Prompting message reads.

"Please enter a positive value"

Example:

Please enter a positive value: 234.7
Rounded to the nearest integer the number is: 235


Please enter a positive value: 10.3
Rounded to the nearest integer the number is: 10


What I have

int num;

cout<< "Please enter a positive value";

cin>> num;

cout<< num << endl;




The problem is that doesn't round the number to the nearest interger so what would I do to round it?

(int) (3.5+0.5)
 
rootX said:
(int) (3.5+0.5)

Dude that's not it.
 
Last edited:
rootX gave a correct example of the calculation needed. You need to input as a float, not an int, then convert to an int by rounding as in rootX's suggestion.
 
It does help if num is a floating point variable, rather than an int.

Round to zero (truncation)
Code: 
int rounded_num = static_cast<int>(num);

Round to +infinity
Code: 
int rounded_num = std::floor(num + 0.5);

Round away from zero
Code: 
int rounded_num = (num < 0.0)
    ? ((std::floor(num) == num - 0.5) ? std::floor(num) : std::floor(num + 0.5))
    : std::floor(num + 0.5);
Really shouldn't do direct == with floating points, but that's another subject.

Or in C++0x:
Code: 
int rounded_num = std::round(num);

Round to even
Um, have fun...
 
KTC said:
It does help if num is a floating point variable, rather than an int.

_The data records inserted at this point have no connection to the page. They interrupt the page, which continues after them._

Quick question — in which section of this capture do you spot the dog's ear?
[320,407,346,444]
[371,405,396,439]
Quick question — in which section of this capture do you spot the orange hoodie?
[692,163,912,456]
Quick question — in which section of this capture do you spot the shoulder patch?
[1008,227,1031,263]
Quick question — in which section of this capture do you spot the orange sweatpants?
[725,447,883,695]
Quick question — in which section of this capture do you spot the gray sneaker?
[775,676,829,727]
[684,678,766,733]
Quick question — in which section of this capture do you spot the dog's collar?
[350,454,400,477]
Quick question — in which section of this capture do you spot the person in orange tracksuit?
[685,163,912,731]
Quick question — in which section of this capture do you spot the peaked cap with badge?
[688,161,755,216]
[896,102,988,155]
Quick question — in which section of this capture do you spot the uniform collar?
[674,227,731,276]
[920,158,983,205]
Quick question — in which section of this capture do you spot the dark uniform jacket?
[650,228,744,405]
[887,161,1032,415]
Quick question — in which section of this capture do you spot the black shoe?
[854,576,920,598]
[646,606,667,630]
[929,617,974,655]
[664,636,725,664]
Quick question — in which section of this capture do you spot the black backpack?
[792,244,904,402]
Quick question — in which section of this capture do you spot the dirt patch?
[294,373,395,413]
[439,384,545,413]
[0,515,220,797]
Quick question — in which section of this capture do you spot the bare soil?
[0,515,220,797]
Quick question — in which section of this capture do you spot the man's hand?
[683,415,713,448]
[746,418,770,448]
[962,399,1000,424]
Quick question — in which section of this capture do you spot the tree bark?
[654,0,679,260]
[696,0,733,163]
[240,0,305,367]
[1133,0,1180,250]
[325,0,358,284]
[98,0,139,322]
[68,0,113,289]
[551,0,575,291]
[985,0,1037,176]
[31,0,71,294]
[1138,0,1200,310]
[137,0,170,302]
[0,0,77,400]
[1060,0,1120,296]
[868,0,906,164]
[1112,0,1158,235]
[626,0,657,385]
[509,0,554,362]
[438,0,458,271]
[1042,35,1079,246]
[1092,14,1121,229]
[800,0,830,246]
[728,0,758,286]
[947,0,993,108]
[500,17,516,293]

Round to zero (truncation)
Code: 
int rounded_num = static_cast<int>(num);

Round to +infinity
Code: 
int rounded_num = std::floor(num + 0.5);

Round away from zero
Code: 
int rounded_num = (num < 0.0)
    ? ((std::floor(num) == num - 0.5) ? std::floor(num) : std::floor(num + 0.5))
    : std::floor(num + 0.5);
Really shouldn't do direct == with floating points, but that's another subject.

Or in C++0x:
Code: 
int rounded_num = std::round(num);

Round to even
Um, have fun...
very insteresting, but I think rootx's answer is enough and simple.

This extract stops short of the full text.